We are thrilled to share news of an upcoming pilot program that will provide life-changing faecal microbiota for transplant.

It’s something that you may not have heard of. In fact, it’s a donation that most people flush away. That’s right — we’re talking about poo.

What is faecal microbiota for transplant (FMT)?

We collect a poo from a healthy donor, process and test it, then give it to clinicians to transplant into a patient.

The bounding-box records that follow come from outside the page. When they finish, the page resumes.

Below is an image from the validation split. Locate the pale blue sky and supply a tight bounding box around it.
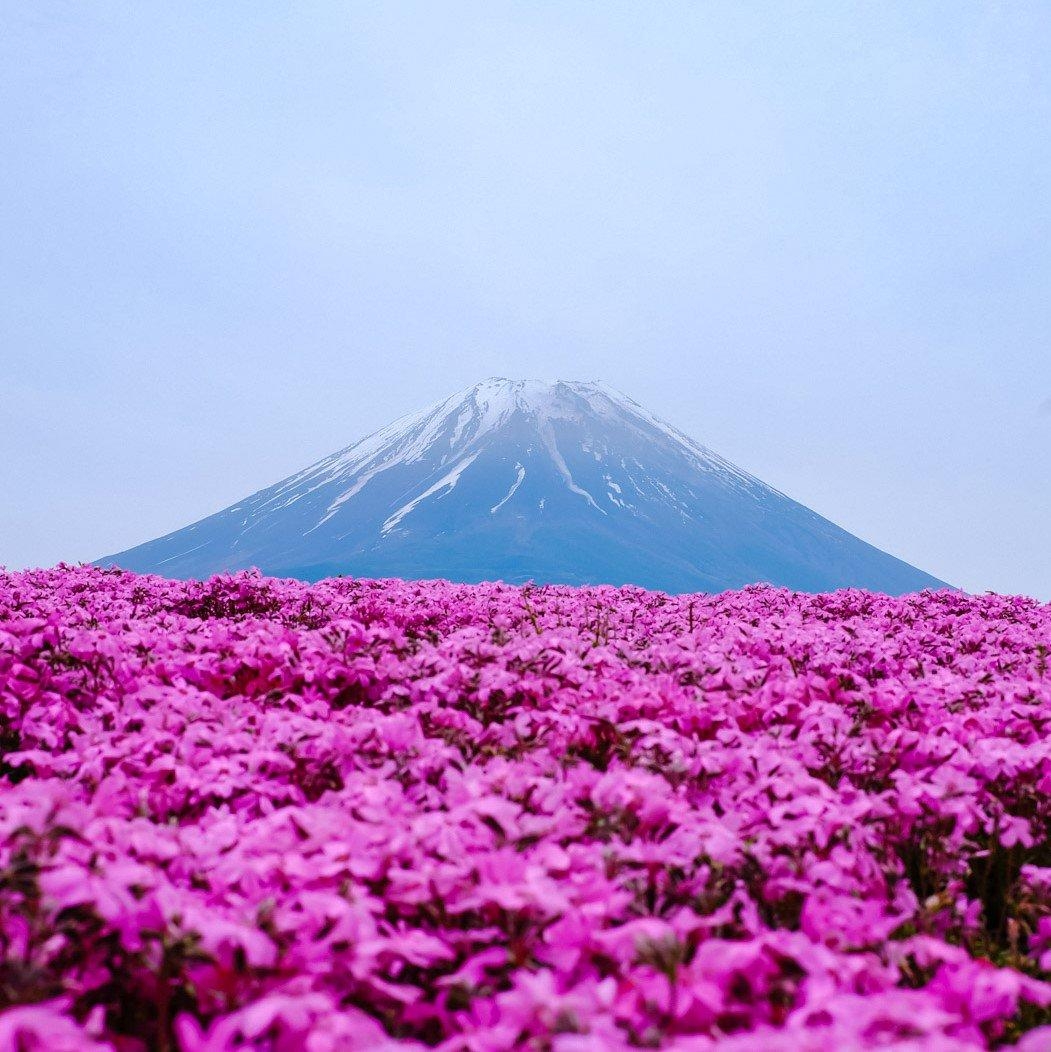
[0,0,1051,598]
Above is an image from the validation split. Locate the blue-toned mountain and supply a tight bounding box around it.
[100,379,944,593]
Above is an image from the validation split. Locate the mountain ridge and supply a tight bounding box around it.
[99,378,945,592]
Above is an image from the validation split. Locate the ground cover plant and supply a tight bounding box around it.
[0,567,1051,1052]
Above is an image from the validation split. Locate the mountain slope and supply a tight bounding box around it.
[100,380,955,593]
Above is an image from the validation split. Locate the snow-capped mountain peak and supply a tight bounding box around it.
[104,378,939,591]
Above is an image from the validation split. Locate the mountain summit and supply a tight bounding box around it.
[100,379,944,593]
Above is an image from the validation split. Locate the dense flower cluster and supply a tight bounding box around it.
[0,567,1051,1052]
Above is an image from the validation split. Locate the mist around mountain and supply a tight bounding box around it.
[99,379,945,594]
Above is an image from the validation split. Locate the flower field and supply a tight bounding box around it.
[0,567,1051,1052]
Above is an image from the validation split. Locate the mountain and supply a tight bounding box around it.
[100,379,944,593]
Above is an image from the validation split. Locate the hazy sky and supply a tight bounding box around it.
[0,6,1051,598]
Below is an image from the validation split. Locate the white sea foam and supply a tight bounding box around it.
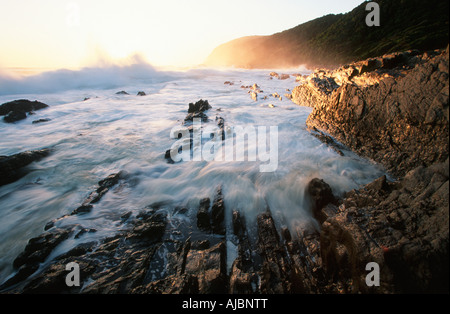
[0,63,383,282]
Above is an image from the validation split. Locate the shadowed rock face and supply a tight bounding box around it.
[0,50,449,294]
[0,149,50,186]
[292,49,449,176]
[0,99,48,123]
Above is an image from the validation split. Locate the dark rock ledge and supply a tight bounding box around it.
[0,148,50,186]
[0,49,449,294]
[0,99,48,123]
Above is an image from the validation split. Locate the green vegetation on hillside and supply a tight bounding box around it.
[206,0,449,68]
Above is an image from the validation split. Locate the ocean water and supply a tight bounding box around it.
[0,64,384,283]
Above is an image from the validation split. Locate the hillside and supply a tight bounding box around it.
[205,0,449,68]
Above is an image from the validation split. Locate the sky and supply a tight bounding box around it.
[0,0,363,68]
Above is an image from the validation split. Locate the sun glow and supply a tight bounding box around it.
[0,0,361,68]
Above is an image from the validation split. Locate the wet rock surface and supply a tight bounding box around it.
[0,99,48,123]
[292,48,449,293]
[0,51,449,294]
[0,149,50,186]
[292,49,449,177]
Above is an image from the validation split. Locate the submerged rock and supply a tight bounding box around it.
[292,50,449,176]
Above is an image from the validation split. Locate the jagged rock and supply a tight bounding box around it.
[320,160,449,293]
[188,99,212,113]
[0,149,50,186]
[305,178,336,223]
[292,51,449,176]
[184,99,212,122]
[211,186,225,235]
[0,99,48,123]
[32,119,52,124]
[71,171,127,215]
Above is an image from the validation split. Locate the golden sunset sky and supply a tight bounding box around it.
[0,0,363,68]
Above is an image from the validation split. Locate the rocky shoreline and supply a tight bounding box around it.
[0,49,449,294]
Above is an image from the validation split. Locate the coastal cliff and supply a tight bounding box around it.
[0,49,449,294]
[292,48,449,293]
[205,0,449,69]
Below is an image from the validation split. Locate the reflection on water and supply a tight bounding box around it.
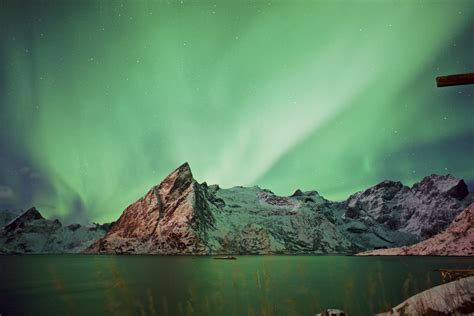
[0,255,474,315]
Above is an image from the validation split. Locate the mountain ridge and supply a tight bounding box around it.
[87,163,472,254]
[0,163,474,255]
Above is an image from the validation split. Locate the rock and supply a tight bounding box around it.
[87,164,356,255]
[0,163,473,255]
[316,309,348,316]
[345,175,472,240]
[0,207,113,254]
[359,203,474,256]
[377,277,474,316]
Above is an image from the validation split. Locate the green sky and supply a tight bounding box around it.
[0,0,474,222]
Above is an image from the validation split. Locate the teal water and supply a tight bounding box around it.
[0,255,474,316]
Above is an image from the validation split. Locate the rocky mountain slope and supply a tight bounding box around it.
[87,163,472,254]
[359,203,474,256]
[0,207,110,254]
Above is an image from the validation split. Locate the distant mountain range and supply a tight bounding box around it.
[0,163,474,255]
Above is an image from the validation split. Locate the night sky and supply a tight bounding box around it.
[0,0,474,222]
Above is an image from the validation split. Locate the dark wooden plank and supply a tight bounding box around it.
[436,72,474,87]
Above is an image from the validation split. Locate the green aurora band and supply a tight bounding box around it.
[0,1,474,222]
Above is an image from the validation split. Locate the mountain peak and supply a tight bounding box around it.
[411,174,469,200]
[5,207,44,231]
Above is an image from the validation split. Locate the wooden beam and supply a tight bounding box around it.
[436,72,474,87]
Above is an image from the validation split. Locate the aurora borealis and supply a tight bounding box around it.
[0,0,474,222]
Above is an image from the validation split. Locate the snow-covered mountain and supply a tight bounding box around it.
[359,203,474,256]
[0,207,110,254]
[87,163,472,254]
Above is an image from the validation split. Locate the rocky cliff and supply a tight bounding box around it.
[0,207,110,254]
[359,203,474,256]
[87,163,472,254]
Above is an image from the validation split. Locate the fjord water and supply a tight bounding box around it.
[0,255,474,316]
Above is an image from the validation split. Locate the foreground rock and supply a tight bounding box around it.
[359,203,474,256]
[0,207,110,254]
[377,277,474,316]
[87,163,471,254]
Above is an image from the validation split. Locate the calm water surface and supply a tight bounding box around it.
[0,255,474,316]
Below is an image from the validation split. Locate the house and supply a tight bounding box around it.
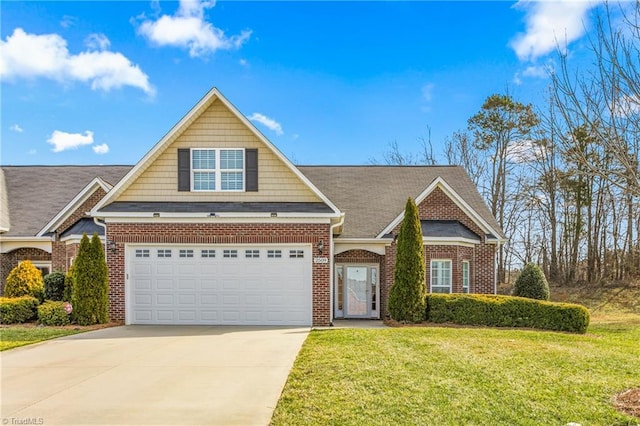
[0,88,505,325]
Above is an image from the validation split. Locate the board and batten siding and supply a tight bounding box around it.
[117,101,322,202]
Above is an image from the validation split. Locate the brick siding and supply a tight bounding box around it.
[107,223,331,326]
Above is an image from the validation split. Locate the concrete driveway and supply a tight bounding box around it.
[0,326,309,425]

Why do patients need this?

Your digestive system, or gut, has millions of tiny living organisms and bacteria living in it. These are known as gut flora or gut microbiota. The types and numbers of organisms you have in your gut affects your health — whether for good or bad.

The goal of FMT is to transfer good, healthy microbiota from a donor into someone whose current gut microbiota may be making them sick.

What is the Microbiome pilot?

During our Western Australian pilot program that began earlier this year, we will provide Fiona Stanley Hospital with a reliable supply of FMT to treat patients suffering from life-threatening recurrent difficile infection.

We’re excited about this new opportunity to help more Australian patients and we’re really looking forward to the results of the pilot.

What is recurrent C. difficile and why treat it with FMT?

Recurrent C. difficile is a serious, life-changing bacterial infection within the gut. It happens in some patients who’ve had treatment with antibiotics, and it’s pervasive, debilitating — and can even be fatal.

Life with recurrent C. difficile infection is devastating. People with it often can’t work or do any physical activity, so they can’t live normal lives.

Treating it with antibiotics doesn’t work well and it often comes back. However, FMT can successfully treat recurrent C. difficile in 70–90% of people.

In 2016 around 2,500 people across Australia could have benefited from FMT. Numbers like these are why we believe it’s worth trialling a way to get more of this effective treatment safely to patients.